E allora, a furia di quattrini, di lusinghe e di alcoolici di qualità pregiata, assoldò uno dei rabdomanti al proprio servizio. Il 18 agosto, quando Himmler ricomparse per l’ennesima volta nella foresteria sul lago, questo ospite dei campi di concentramento in licenza straordinaria («un berlinese tipico, dalla testa fina»), si mise alle costole del Reichsfùhrer delle SS, parlando oscuramente, per accenni e se lo portò appresso, perché assistesse al prodigio: il pendolo, dopo aver oscillato violentemente fra la Sardegna e la Corsica, rimase fermo all’altezza della Maddalena. Grazie al trucco le informazioni concrete del Sicherheitsdienst portarono a Rastenburg una forza di convinzione centuplicata e allora elaborarono i piani precisi per la «conquista» dell’isola, fissandone la data.
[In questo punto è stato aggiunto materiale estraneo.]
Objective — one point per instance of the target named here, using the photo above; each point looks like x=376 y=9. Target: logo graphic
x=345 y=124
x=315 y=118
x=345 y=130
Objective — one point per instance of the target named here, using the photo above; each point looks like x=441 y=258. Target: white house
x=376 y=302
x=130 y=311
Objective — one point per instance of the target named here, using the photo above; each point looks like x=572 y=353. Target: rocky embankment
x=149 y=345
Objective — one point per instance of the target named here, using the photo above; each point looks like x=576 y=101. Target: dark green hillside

L’impresa sarebbe potuta riuscire, se Skorzeny non si fosse voluto appropriare del ruolo di scopritore del già scoperto Mussolini sorvolando l’isola, per una ricognizione, con uno Heinkel 111, uno dei migliori apparecchi della Luftwaffe. Ma la sorte volle che l’aereo, per noie al motore, precipitasse in mare, mettendo in allarme i custodi del duce. Il pomeriggio del 26 agosto Skorzeny, ripescato, occupò l’isola con sei vedette e cento uomini, ma nel frattempo Mussolini era già stato depositato sul Gran Sasso. Ulteriori distribuzioni di sterline false ebbero il potere di portare in capo a pochi giorni alla scoperta della sua nuova prigione.
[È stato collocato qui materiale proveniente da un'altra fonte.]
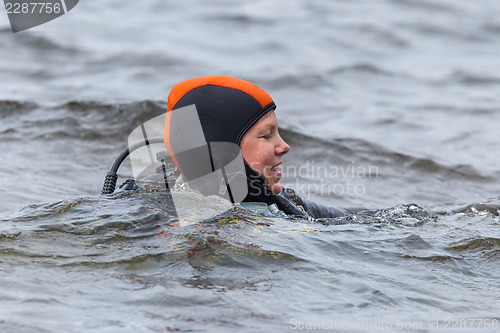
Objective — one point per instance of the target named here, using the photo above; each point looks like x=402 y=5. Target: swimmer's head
x=262 y=148
x=235 y=111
Le ragioni che consigliarono il governo Badoglio di trasferire a nord, verso i tedeschi, il prezioso prigioniero, i motivi per cui il re e i militari che lo avevano seguito non se lo erano condotto appresso a Brindisi per consegnarlo agli americani (come convenuto in una clausola aggiuntiva segreta dell’armistizio), rimangono nel campo delle ipotesi. La più accettabile, forse, è che l’orgoglio nazionale abbia impedito di lasciar processare, da chi fino a ieri era il nemico, l’uomo che era stato il fondatore dell’impero.